About Christiaan Barnard in brief

He is survived by his three children, two sons and a daughter. He was a member of the Dutch Reformed Church and served as a missionary to mixed-race people. His father, Adam Barnard, was a minister in the DutchReformed Church. He also had a twin brother, Johannes, who was twelve years older than Chris Barnard. One of his four brothers, Abraham, died of a heart problem at the aged of three. He had also experienced the loss of a daughter who was stillborn and who had been the fraternal twin of Barnard’s older brother Johannes.

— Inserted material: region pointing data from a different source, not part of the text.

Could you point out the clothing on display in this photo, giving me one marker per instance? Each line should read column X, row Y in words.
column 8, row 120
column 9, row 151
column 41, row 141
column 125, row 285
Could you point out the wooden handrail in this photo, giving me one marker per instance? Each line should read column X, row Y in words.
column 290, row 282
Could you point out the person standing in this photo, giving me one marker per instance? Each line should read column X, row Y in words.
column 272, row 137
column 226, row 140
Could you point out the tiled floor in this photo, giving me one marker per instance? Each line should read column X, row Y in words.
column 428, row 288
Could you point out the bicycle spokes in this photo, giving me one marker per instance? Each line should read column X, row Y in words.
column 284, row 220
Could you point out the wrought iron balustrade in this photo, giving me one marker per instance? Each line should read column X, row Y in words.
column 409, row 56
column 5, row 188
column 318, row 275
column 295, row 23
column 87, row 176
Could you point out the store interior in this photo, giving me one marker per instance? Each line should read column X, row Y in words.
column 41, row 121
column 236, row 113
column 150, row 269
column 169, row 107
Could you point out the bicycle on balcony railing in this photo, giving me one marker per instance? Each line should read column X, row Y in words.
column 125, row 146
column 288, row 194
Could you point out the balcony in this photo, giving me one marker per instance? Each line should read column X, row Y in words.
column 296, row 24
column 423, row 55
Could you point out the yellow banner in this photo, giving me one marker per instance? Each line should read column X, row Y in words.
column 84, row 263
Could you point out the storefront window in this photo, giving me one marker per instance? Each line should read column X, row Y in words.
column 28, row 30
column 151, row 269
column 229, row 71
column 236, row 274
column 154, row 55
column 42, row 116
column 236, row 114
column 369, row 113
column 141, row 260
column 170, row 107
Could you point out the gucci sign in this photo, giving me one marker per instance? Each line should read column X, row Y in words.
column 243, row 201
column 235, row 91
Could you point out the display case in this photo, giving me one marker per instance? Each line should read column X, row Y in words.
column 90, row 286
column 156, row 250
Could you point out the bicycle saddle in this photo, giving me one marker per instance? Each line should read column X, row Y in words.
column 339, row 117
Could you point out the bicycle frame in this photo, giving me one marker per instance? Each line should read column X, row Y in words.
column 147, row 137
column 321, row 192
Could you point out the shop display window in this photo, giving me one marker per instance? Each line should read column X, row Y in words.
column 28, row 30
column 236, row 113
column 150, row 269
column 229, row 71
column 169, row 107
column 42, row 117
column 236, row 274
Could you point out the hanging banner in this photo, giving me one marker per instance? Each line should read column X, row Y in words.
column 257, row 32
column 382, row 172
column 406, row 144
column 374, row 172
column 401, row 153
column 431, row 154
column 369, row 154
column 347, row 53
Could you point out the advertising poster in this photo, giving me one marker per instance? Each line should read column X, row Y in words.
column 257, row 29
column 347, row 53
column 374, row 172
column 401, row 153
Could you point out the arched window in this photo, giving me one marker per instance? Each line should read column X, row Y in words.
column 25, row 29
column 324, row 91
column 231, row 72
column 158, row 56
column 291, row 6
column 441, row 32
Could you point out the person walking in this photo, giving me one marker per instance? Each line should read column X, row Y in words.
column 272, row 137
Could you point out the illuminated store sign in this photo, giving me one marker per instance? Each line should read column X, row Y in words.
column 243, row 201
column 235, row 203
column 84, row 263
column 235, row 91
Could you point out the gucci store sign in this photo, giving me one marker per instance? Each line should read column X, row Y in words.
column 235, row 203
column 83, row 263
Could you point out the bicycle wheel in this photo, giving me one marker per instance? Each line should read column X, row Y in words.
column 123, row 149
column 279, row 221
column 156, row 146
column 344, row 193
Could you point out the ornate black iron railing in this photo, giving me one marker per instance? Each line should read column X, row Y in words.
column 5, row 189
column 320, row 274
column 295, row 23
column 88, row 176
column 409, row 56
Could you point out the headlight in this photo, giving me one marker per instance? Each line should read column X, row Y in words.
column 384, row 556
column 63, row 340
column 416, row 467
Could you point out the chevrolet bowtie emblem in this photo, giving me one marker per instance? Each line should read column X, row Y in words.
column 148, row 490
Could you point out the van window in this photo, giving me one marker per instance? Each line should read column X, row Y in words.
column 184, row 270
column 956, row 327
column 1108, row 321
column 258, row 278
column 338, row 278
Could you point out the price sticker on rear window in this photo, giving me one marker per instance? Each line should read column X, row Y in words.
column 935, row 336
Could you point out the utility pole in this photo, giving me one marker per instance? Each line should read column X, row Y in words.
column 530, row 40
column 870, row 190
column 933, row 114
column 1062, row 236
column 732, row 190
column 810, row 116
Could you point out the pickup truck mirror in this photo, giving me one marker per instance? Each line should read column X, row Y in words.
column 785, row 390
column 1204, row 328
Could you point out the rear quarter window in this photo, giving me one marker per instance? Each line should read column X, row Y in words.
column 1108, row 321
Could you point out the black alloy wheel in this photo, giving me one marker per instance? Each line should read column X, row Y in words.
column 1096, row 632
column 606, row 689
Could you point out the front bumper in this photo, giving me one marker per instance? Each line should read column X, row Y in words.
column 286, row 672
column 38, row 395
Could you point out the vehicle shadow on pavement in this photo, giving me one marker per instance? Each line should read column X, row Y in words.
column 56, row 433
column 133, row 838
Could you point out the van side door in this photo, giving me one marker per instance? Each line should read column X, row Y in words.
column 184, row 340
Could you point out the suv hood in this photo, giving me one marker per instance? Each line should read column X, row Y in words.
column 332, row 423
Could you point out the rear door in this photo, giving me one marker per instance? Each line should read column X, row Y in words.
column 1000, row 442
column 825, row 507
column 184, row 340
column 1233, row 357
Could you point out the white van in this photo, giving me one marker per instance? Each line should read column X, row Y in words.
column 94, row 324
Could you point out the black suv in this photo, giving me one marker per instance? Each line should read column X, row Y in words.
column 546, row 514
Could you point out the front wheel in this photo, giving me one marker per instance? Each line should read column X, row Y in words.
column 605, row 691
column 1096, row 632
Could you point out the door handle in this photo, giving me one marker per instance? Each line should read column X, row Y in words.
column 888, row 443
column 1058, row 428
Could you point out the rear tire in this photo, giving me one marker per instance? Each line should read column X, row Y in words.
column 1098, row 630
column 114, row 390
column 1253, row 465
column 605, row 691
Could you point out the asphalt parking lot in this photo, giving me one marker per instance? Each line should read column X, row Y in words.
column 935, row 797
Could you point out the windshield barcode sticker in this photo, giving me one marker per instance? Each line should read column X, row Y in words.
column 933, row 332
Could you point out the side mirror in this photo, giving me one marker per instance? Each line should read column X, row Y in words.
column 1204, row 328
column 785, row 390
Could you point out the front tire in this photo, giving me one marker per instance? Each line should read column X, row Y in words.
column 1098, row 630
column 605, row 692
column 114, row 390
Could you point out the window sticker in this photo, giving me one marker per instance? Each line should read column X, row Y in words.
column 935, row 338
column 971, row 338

In 1955, he travelled to the US and was introduced to the heart-lung machine, and Barnard transferred to the service run by open heart surgery pioneer Walt Lillehei. In 1958, he was appointed head of the Department of Experimental Surgery at the Groote Schuur Hospital, Cape Town. In the same year he obtained a doctorate in medicine from the same university for a dissertation titled ‘The treatment of tuberculous meningitis’. After nine months and forty-three attempts, a puppy was able to reproduce some of the condition in the womb, after which it was born some two weeks later. This method was also adapted in a clinical setting and used in a set of clinical trials.